Harvey, David I.; Leybourne, Stephen J.; Taylor, A.M. Robert


A.M. Robert Taylor


Predictive regression methods are widely used to examine the predictability of (excess) stock returns by lagged financial variables characterised by unknown degrees of persistence and endogeneity. We develop a new hybrid test for predictability in these circumstances based on simple regression t-statistics. Where the predictor is endogenous, the optimal, but infeasible, test for predictability is based on the t-statistic on the lagged predictor in the basic predictive regression augmented with the current period innovation driving the predictor. We propose a feasible version of this augmented test, designed for the case where the predictor is an endogenous near-unit root process, using a GLS-based estimate of the innovation used in the infeasible test regression. The limiting null distribution of this statistic depends on both the endogeneity correlation parameter and the local-to-unity parameter characterising the predictor. A method for obtaining asymptotic critical values is discussed and response surfaces are provided.

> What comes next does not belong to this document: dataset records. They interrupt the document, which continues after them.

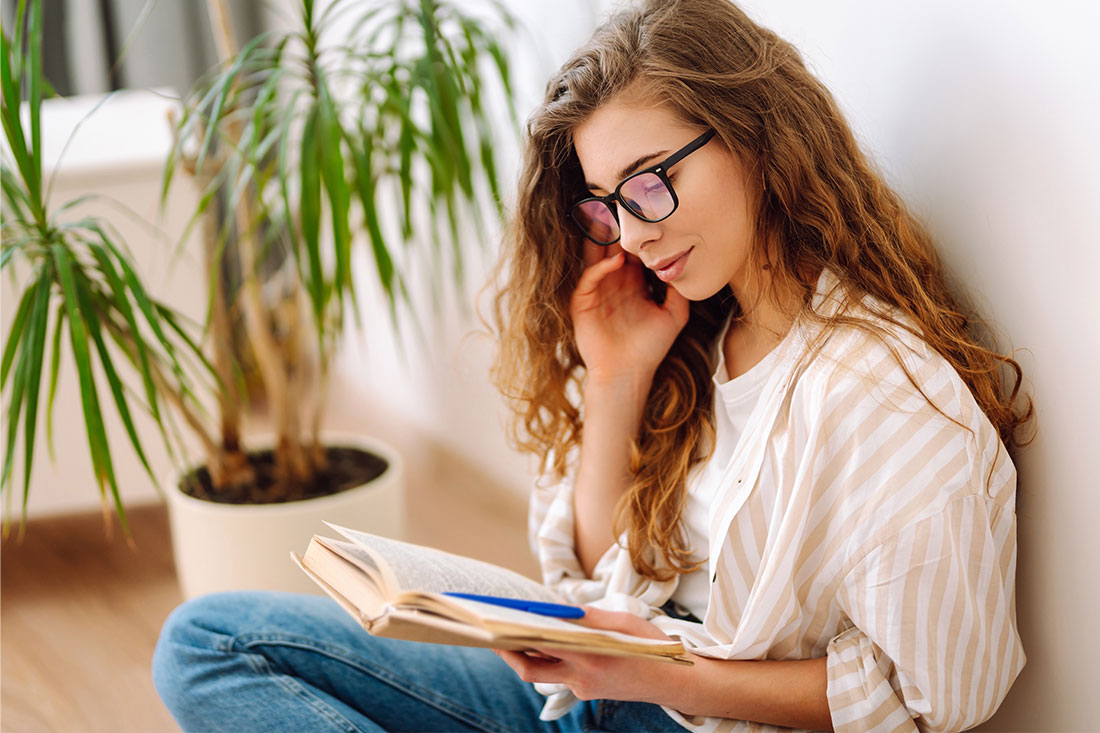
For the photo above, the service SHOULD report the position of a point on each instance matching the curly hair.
(821, 205)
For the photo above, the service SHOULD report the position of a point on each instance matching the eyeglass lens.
(646, 195)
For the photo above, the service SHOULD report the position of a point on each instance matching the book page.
(424, 568)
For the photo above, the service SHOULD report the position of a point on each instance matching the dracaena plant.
(364, 124)
(79, 288)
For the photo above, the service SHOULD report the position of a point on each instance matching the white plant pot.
(248, 546)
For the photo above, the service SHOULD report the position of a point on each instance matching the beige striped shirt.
(855, 522)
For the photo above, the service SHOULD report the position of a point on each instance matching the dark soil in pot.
(347, 468)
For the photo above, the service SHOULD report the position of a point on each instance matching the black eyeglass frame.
(660, 170)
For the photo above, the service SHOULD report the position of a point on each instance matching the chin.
(695, 291)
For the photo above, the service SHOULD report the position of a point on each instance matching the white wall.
(116, 155)
(982, 115)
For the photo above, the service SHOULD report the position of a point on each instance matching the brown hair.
(822, 205)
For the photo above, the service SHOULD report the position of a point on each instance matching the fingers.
(532, 666)
(590, 279)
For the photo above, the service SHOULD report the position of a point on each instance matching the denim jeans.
(256, 660)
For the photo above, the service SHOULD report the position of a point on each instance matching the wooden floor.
(79, 614)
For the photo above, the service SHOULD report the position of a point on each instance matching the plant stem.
(289, 456)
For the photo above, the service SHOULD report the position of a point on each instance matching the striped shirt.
(855, 522)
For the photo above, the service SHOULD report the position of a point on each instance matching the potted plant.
(304, 145)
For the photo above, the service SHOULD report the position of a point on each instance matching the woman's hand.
(600, 676)
(622, 334)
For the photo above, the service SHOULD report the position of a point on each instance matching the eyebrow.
(634, 166)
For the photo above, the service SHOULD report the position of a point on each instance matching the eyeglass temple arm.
(689, 149)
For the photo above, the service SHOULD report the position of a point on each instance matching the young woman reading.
(767, 428)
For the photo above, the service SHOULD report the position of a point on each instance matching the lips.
(670, 269)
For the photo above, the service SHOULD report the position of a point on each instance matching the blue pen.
(541, 608)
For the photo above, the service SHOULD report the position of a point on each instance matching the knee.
(195, 638)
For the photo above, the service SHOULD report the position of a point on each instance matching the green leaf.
(121, 302)
(15, 334)
(310, 211)
(339, 196)
(92, 416)
(34, 85)
(12, 122)
(35, 345)
(55, 362)
(91, 319)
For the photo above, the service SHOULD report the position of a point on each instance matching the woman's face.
(705, 243)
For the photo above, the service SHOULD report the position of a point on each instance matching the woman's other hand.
(600, 676)
(622, 332)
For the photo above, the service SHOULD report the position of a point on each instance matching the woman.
(767, 427)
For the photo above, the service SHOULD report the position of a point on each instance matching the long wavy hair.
(820, 205)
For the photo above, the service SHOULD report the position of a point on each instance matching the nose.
(635, 233)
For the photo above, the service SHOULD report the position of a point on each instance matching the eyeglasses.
(647, 194)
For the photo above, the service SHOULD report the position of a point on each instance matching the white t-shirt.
(734, 400)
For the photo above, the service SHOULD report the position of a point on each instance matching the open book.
(396, 590)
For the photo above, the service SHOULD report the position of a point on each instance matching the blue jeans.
(254, 660)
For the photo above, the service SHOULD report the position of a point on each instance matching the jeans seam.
(443, 704)
(263, 666)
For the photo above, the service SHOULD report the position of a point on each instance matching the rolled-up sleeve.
(550, 529)
(933, 644)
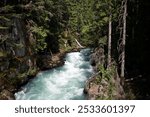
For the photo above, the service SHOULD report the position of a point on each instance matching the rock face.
(104, 84)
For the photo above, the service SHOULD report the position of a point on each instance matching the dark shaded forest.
(35, 35)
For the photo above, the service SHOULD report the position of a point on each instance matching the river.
(62, 83)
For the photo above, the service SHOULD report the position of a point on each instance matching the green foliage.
(40, 34)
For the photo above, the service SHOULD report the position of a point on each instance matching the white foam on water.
(66, 82)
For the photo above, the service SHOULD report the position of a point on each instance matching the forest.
(35, 35)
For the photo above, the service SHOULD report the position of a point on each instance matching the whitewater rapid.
(62, 83)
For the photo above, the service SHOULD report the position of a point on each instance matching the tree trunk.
(124, 40)
(109, 41)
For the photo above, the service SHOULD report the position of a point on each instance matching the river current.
(62, 83)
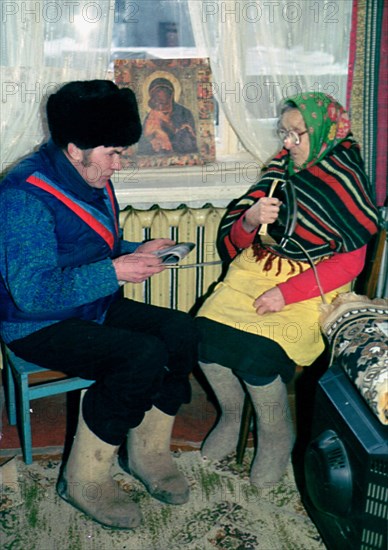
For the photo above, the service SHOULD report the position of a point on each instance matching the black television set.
(346, 468)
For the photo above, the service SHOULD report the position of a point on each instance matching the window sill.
(217, 183)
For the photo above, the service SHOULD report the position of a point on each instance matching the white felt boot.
(147, 456)
(275, 433)
(86, 482)
(222, 440)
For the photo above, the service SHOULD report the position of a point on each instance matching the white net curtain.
(260, 52)
(45, 43)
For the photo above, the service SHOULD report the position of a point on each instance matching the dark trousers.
(141, 356)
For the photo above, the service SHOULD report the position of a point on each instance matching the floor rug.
(224, 512)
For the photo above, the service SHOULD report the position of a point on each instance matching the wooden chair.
(366, 284)
(21, 388)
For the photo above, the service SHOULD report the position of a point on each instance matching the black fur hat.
(93, 113)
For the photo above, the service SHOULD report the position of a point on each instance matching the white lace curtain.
(260, 52)
(263, 52)
(43, 45)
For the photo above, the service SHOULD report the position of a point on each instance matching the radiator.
(176, 288)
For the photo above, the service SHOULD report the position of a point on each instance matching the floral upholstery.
(357, 331)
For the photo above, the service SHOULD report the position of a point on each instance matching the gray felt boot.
(86, 482)
(275, 437)
(222, 440)
(147, 457)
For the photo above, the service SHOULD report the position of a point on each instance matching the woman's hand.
(265, 210)
(269, 302)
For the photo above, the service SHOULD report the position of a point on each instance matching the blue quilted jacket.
(57, 241)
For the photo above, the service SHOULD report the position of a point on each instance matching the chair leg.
(246, 419)
(10, 391)
(25, 421)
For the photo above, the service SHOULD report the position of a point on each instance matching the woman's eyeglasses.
(292, 135)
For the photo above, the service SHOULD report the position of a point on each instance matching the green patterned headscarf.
(326, 121)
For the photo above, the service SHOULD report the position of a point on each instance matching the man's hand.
(155, 244)
(142, 264)
(265, 210)
(269, 302)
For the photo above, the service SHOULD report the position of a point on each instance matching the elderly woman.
(262, 319)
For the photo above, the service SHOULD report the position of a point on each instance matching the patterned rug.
(224, 512)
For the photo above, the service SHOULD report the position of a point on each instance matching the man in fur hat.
(61, 260)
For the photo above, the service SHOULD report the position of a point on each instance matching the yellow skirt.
(295, 328)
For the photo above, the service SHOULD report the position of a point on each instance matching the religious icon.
(176, 107)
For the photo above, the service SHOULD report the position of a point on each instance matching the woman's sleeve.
(240, 237)
(333, 272)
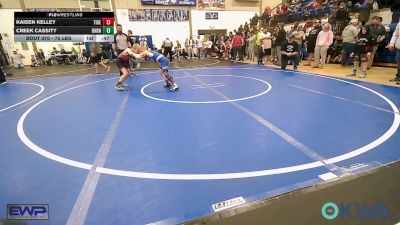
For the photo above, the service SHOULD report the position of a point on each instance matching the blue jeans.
(348, 48)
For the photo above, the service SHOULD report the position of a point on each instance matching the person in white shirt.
(395, 44)
(16, 60)
(200, 47)
(266, 45)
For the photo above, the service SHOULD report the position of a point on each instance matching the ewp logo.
(355, 210)
(27, 211)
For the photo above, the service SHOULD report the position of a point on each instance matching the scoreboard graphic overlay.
(64, 26)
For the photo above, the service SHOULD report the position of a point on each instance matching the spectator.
(377, 33)
(316, 4)
(228, 49)
(132, 40)
(365, 11)
(284, 9)
(395, 8)
(324, 40)
(254, 20)
(325, 20)
(121, 41)
(16, 60)
(362, 52)
(246, 27)
(259, 37)
(237, 43)
(349, 35)
(290, 51)
(278, 13)
(312, 40)
(298, 35)
(240, 29)
(220, 49)
(178, 50)
(208, 47)
(252, 46)
(107, 48)
(273, 45)
(266, 45)
(189, 47)
(33, 61)
(168, 45)
(342, 18)
(74, 54)
(200, 47)
(395, 43)
(280, 39)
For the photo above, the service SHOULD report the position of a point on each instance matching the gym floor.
(147, 155)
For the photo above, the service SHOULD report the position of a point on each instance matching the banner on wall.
(169, 2)
(211, 5)
(158, 15)
(211, 15)
(60, 10)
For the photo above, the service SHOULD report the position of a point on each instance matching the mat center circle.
(198, 89)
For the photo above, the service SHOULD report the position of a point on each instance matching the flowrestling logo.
(355, 210)
(27, 211)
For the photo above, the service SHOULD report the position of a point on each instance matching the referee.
(121, 41)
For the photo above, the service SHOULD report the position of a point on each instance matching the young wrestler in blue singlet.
(162, 61)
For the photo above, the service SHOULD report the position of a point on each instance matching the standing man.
(349, 35)
(299, 37)
(237, 43)
(200, 47)
(377, 33)
(324, 40)
(312, 40)
(395, 43)
(121, 41)
(167, 45)
(280, 39)
(260, 35)
(290, 51)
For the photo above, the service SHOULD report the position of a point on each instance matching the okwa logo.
(355, 210)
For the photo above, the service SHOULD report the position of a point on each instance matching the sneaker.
(119, 87)
(174, 87)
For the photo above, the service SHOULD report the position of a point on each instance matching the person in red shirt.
(237, 43)
(284, 9)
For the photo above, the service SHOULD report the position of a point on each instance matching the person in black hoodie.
(362, 52)
(342, 18)
(312, 40)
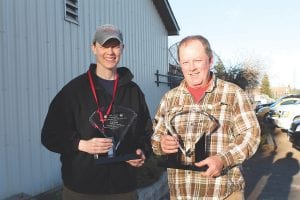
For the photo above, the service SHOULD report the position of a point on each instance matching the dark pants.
(71, 195)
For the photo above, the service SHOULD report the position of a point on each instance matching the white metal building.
(46, 43)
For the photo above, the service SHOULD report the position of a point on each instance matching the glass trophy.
(115, 127)
(183, 125)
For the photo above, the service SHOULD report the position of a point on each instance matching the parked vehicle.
(283, 116)
(263, 112)
(294, 134)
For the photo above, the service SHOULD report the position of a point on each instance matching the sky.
(267, 31)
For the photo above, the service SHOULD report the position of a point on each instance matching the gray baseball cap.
(107, 31)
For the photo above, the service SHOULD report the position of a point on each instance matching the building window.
(71, 11)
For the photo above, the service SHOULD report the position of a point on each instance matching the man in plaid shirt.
(203, 106)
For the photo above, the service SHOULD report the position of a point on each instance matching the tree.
(244, 74)
(265, 86)
(219, 70)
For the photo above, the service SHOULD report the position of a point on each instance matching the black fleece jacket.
(67, 122)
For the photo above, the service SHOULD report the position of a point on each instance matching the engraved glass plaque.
(183, 125)
(115, 126)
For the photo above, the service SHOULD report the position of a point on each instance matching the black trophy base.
(121, 158)
(191, 167)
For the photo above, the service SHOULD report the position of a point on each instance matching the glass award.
(183, 125)
(115, 126)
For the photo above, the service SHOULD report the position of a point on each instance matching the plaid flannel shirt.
(236, 139)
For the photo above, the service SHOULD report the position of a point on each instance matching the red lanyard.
(101, 117)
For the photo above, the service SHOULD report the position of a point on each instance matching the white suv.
(283, 116)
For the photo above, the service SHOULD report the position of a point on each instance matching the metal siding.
(40, 52)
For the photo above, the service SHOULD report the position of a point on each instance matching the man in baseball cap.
(106, 32)
(76, 120)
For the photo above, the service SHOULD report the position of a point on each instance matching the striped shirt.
(235, 139)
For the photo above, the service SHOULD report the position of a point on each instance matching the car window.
(292, 101)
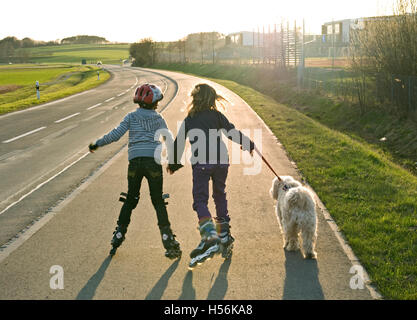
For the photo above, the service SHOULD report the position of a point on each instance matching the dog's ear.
(274, 189)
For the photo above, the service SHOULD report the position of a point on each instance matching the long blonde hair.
(204, 98)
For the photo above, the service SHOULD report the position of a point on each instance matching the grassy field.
(373, 200)
(107, 54)
(17, 83)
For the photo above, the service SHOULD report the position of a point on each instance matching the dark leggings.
(138, 168)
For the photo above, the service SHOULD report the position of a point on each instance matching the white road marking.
(95, 106)
(93, 116)
(43, 183)
(66, 118)
(24, 135)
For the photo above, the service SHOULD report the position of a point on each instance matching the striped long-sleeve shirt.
(145, 130)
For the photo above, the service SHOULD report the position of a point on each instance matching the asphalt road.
(75, 233)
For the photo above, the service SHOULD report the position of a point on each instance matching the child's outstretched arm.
(112, 136)
(177, 150)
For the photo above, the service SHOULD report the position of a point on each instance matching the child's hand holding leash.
(92, 147)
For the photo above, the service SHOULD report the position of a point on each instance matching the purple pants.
(202, 173)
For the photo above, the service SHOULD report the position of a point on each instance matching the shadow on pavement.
(158, 289)
(301, 281)
(219, 288)
(89, 290)
(188, 291)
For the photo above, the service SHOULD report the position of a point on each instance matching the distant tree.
(143, 52)
(84, 39)
(27, 43)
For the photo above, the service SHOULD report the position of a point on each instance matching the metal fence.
(278, 44)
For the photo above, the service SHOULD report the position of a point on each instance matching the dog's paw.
(292, 246)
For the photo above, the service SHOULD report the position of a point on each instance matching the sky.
(170, 20)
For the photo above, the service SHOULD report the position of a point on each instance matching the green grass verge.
(373, 200)
(56, 82)
(376, 123)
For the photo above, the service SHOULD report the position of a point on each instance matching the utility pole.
(333, 42)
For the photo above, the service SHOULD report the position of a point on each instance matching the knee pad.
(129, 200)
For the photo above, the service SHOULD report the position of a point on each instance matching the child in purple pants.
(210, 161)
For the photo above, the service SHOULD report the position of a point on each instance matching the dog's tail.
(297, 197)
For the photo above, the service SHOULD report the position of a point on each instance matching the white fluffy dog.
(296, 212)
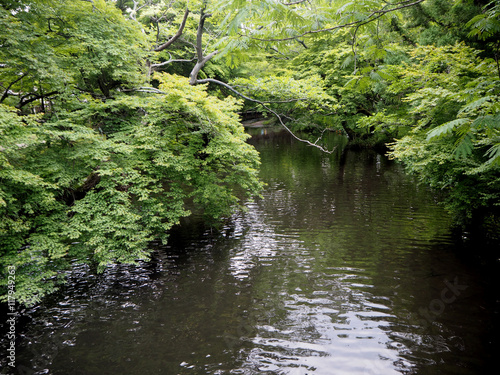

We compare the asymptotic power properties of the feasible augmented test with those of a (non-augmented) t-test recently considered in Harvey et al. (2021) and show that the augmented test is more powerful in the strongly persistent predictor case. We then propose using a weighted combination of the augmented statistic and the t-statistic of Harvey et al. (2021), where the weights are obtained using the p-values from a unit root test on the predictor. We find this can further improve asymptotic power in cases where the predictor has persistence at or close to that of a unit root process. Our final hybrid testing procedure then embeds the weighted statistic within a switching-based procedure which makes use of a standard predictive regression t-test, compared with standard normal critical values, when there is evidence for the predictor being weakly persistent. Monte Carlo simulations suggest that overall our new hybrid test displays superior finite sample performance to comparable extant tests.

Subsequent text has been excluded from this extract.